As Rosemary found in a Forbes article about large data sets, there are lots of issues with using any large data set. (I recommend that article for people interested in the details of how you use multiple different data resources to cross-check and validate your findings.) Among other things, that article points to the New York Times NGRAM corpus as drawn from their newspaper articles over the past 150 years. Check out their own NGRAM chart drawing tool.
As an example, here's a contrasting graph between the NYTimes and Google NGRAMs for the word "percent":
I tried to align the years as closely as I could (by hand). You can see that the word "percent" wasn't very common pre-1920 in English books, and shows an incredible rise in the press around 1975. (In fact, that rise is so sudden, that if I were writing an article about this, I'd try to figure out why "percent" was being used in books in the 40s and 50s, but not in the press. What changed to make such a dramatic rise?)
There are a few that I hadn't planned on for this Challenge, but ones that I welcome!
1. Search for the tool / database before trying to do this on your own. SearchResearchers know this, but it's the kind of thing that is often overlooked by students. Ten minutes of Google search can save you weeks of writing code to do it on your own. (Note: Sometimes writing your own code is exactly the right thing to do, especially if you want to replicate a study or gain a deeper understanding of the data yourself.)
2. Pay attention to the UI. Learn to scan the interface looking for things it can do for you. You might not need all of that capability right now, but if you see it once, you stand an excellent chance of remembering that when you need it most farther down the road.

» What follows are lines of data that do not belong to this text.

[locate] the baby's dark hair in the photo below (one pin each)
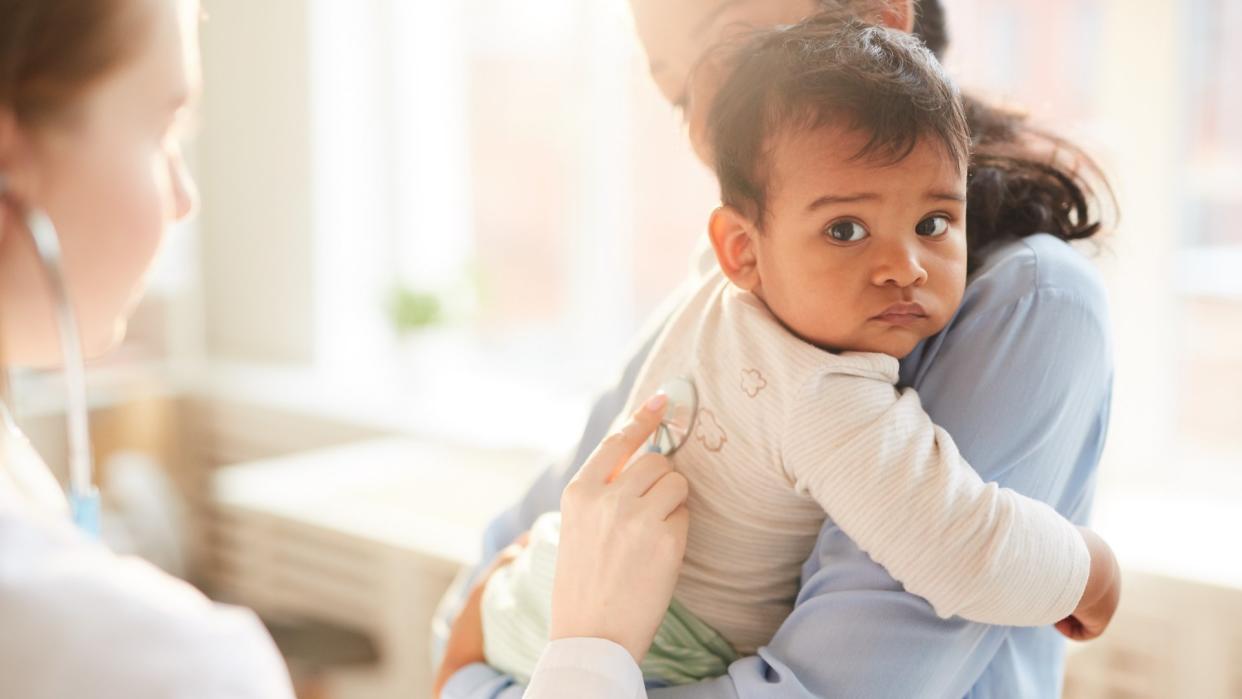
(830, 71)
(832, 66)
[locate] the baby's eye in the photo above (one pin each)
(846, 231)
(933, 226)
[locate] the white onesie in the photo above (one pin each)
(788, 433)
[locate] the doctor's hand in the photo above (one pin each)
(622, 536)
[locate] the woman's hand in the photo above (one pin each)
(465, 643)
(622, 536)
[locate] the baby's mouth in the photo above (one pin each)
(902, 314)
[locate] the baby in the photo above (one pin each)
(841, 154)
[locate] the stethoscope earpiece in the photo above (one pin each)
(83, 497)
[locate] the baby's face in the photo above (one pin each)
(857, 256)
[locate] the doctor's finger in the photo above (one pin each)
(616, 450)
(667, 494)
(641, 474)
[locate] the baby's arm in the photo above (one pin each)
(896, 484)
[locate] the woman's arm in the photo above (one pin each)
(622, 536)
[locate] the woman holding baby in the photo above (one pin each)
(1019, 371)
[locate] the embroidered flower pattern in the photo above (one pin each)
(708, 431)
(753, 381)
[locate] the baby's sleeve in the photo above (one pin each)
(896, 484)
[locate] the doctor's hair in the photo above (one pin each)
(830, 70)
(52, 51)
(1021, 180)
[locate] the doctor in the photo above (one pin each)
(92, 97)
(93, 94)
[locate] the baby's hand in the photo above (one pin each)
(1103, 592)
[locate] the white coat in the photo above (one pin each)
(78, 622)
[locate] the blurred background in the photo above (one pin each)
(431, 230)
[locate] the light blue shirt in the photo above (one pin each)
(1021, 379)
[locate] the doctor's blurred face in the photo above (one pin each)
(679, 37)
(107, 169)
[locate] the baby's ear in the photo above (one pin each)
(734, 239)
(897, 14)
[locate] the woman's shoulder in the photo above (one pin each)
(1036, 268)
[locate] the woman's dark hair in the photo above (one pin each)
(1021, 180)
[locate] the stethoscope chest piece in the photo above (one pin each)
(678, 423)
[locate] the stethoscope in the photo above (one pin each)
(678, 422)
(83, 497)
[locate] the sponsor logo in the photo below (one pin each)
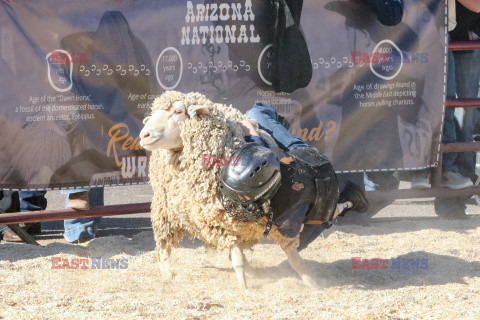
(388, 57)
(60, 56)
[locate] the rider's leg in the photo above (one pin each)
(267, 119)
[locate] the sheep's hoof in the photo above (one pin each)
(310, 282)
(168, 275)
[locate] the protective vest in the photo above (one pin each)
(308, 179)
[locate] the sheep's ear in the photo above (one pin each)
(193, 110)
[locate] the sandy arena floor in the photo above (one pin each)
(205, 286)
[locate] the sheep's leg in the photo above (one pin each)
(238, 262)
(164, 259)
(297, 264)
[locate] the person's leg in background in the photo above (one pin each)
(269, 120)
(29, 201)
(83, 229)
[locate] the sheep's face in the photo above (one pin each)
(162, 129)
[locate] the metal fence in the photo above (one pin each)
(12, 219)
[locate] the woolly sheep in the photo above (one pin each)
(184, 198)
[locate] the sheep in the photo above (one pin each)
(184, 199)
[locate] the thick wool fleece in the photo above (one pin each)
(185, 190)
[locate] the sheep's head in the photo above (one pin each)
(162, 129)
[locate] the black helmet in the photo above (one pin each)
(251, 178)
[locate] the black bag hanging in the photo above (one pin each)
(292, 67)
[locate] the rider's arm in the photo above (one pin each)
(251, 135)
(248, 128)
(472, 5)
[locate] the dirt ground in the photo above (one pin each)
(446, 285)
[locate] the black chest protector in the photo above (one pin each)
(307, 178)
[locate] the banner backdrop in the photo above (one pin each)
(362, 81)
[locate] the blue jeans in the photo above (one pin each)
(267, 119)
(83, 227)
(462, 81)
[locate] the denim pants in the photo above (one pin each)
(267, 119)
(462, 81)
(83, 227)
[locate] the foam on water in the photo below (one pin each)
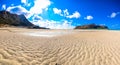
(46, 33)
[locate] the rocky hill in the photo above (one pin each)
(91, 26)
(8, 19)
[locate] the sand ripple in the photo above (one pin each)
(80, 48)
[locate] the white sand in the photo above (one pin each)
(64, 47)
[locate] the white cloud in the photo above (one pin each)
(57, 11)
(74, 15)
(89, 17)
(54, 24)
(18, 10)
(24, 1)
(66, 13)
(4, 7)
(113, 15)
(39, 6)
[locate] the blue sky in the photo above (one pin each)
(66, 14)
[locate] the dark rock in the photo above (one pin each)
(91, 26)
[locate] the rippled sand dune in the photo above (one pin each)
(64, 47)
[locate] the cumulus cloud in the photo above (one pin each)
(4, 7)
(39, 6)
(54, 24)
(57, 11)
(66, 13)
(18, 10)
(114, 14)
(24, 1)
(74, 15)
(89, 17)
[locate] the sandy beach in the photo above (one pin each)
(59, 47)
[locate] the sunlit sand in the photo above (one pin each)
(59, 47)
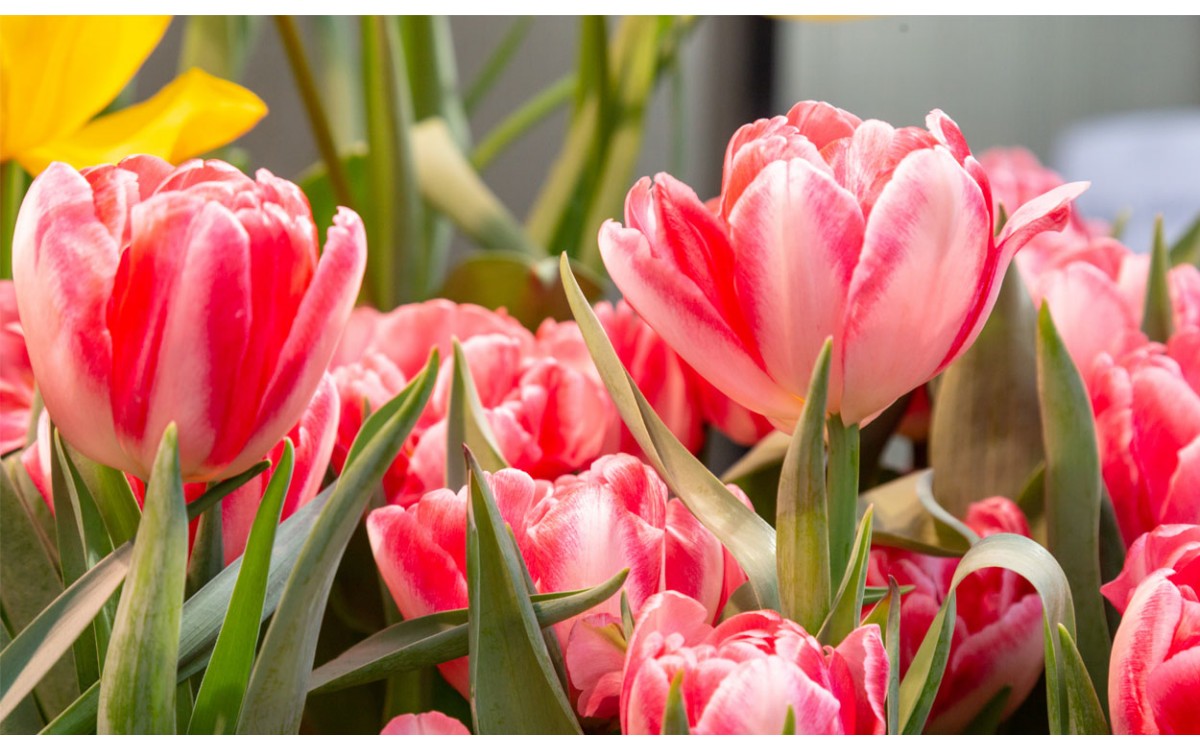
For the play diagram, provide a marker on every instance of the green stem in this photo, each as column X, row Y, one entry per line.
column 311, row 96
column 497, row 63
column 12, row 191
column 522, row 120
column 843, row 484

3. Sometimes you need to search for advanced features. You had a clue that you could search for multiple word senses (verbs vs. nouns vs...), but how could you figure it out? Searching for [ application advanced search ] or [ application advanced use ] will often lead you to the documentation you really need.
4. Question what you find. Always always always keep a skeptical mind about what you discover. This is true for everything, including this blog post! But in particular, if you can, try to cross-validate your findings. And if you find an extraordinary bit of data, remember that it probably needs an extraordinary argument.